Building the perfect beast: Preparing for BTCC’s Next Generation rules


Last time I explained what we do to a standard shell to prepare it for racing, this week I’m going to explain how the concept of Next Generation Touring Cars (NGTC) rules work and how this applies to the cars you will see on the grid this season.

Firstly though, not all the cars on the gird this year are NGTC. The NGTC ones are four Honda Civics, three Toyota Avensis, two MGs, one Proton and our very special Vauxhall Insignia.

We have two cars being prepared but only one driver and it’s pretty hard to drive two cars at the same time so we will just run one at the start of the season. The rest of the cars are known as S2000 – running under the previous regulations.

cageblack.JPG Taking shape: The Thorney Motorsport Vauxhall Insignia before the NGTC refit

These will still be able to run for a further two seasons before they are pensioned off. The S2000 cars will remain competitive as whilst they run less power than the NGTC cars they are lighter and smaller.  All of these cars now use the same engine regulations; a 2.0 litre turbo charged unit.

The NGTC concept is that all the cars must run identical components regardless of the model used, as well as the roll cage.  Most important of all of these parts are the vehicle sub frames and suspension arrangements. On a road car the interface of the wheel to the shell is different from car to car, manufacturers spend millions designing suspension arrangements and it is here that you hear terms such independent and multi-link.

frontsubframe.JPG The front sub-frame, which will eventually house the Insignia’s all-important engine

To keep the costs of development lower and to keep all the cars identical NGTC throws all that away and makes us use identical sub frames containing everything we attach to the chassis. Now this is generally a good thing, the factory team (Honda) could spend the National debt of Greece in designing all kinds of clever stuff here and the smaller teams (everyone else) would be disadvantaged with our back of fag packet designs.  The fact we all have to use the same set up means the playing field is levelled.

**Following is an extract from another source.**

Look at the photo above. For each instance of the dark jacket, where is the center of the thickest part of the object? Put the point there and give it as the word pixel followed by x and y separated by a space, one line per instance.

The regulations state that the sub frames must be mounted in an identical place to the cage so even though the cars look very different from the outside underneath they are broadly similar. However, every BTCC car is the actual road car shell with these parts attached, so you really are watching an Insignia race against a Toyota – it’s not just bodywork made to look like them.

The full list of standard components is extensive and all the cars run the same (deep breath), brakes, wheels, hubs, uprights, clutch, turbo, rear wing, suspension dampers, gearbox, anti-roll bars, intercooler, wiring loom, ECU, dash (are you bored of this yet?), fuel tank, air jacks, fire extinguisher and tyres.

partsused.JPG Right, who’s got the manual to install this lot…

Indeed the only things the team can really make their own are the shell, the bodywork and the engine. Everything else we buy from the official suppliers. The idea behind this is again to stop the ‘have’ teams from outspending the ‘have not’ teams and buying their way to the front of the grid.  It also allows the teams to avoid carrying too many spares – if we break something then the suppliers are at the circuit selling us a replacement. So while you’re reviewing the huge crash in slow motion on the big screen the team boss is walking back through the paddock with cheque book in hand, possibly crying.

The exception to the NGTC rule (or rather the extension to it) is that whilst teams are able to use any engine from the base models range they have the option of using the organisers (TOCA) engine as well. This engine, developed by Swindon engines for TOCA is a unit that any team can use either by buying it or leasing it for the season.  It is in effect a sort of control engine as its performance is the level to which other engines need to match so even if we come up with a fire breathing monster engine of our own we will be limited to the same performance of the TOCA engine, so why bother?

undercage.JPG The rear sub-frame, the covered version of which we’re hoping the opposition will be forced to watch throughout the season

Most of the grid this year is using the TOCA engine, us included. If I’m slow in the speed traps then there are a myriad of people all lining up to blame me, the wind, the star signs or whatever they can but not the engine. Finally having a spare engine available that I don’t actually own means I don’t have 30k sat on a pallet in a truck ‘just in case’ I blow it up. If we had the budget we’d buy two of course like a lot of teams have but that’s life. Yes folks, just an engine is 30,000 pound a time, but you can buy me one for my birthday and I won’t complain!